2021’s Devil Slayer – Raksasi, which… defies a pithy summary, so I recommend the trailer. I’m most intrigued by its character animation, which appears to use 2D skeletal deformation to get detailed and expressive dynamics out of its painterly, hand-drawn artwork. It’d kick ass to not draw several thousand frames of sprite animation from scratch like Hotline Miami famously required.
These are precisely the sorts of innovations I have in mind when I think of “evolving the scalp-cam formula,” so big thanks to Jim for bringing them to my attention. Both games leapt right to the top of my backlog, and I’ll give them a play when next I get paid. Oh, that reminds me…
We’re starting to run long again, so I’ll call it a newsletter for now.
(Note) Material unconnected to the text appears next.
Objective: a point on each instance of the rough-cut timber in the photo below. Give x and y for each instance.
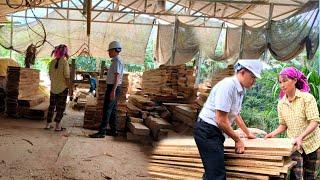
(179, 159)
I anticipate plenty more time to think about scalp-camera combat — see ya next week!
They had just published Journey as a PS3 exclusive, which is so hilariously unlike Hotline Miami in concept and core appeal that I can’t help but applaud Sony’s bravado.
I’m not gonna link to the video because some content-farming ghoul would get paid for your click instead of Yahtzee, but you can read the transcript here: https://zeropunctuation.fandom.com/wiki/Horizon_Zero_Dawn
In case you’re wondering, I think Hotline Miami 2 is an inferior experience largely because it so often tumbles off this end of the tightrope.
In case the reader is an unrepentant nerd who gives a damn about the specifics: I’m pretty sure I can do it with a 2D fragment shader that’ll only draw the pixels whose vector forms an angle from the normalized line-of-sight vector greater than half the protagonist’s total FOV. The inverse sine of the quotient of those vectors’ dot product over the magnitude of the UV vector should establish the angle in question, and then I’d just need to check the truth value of a simple inequality.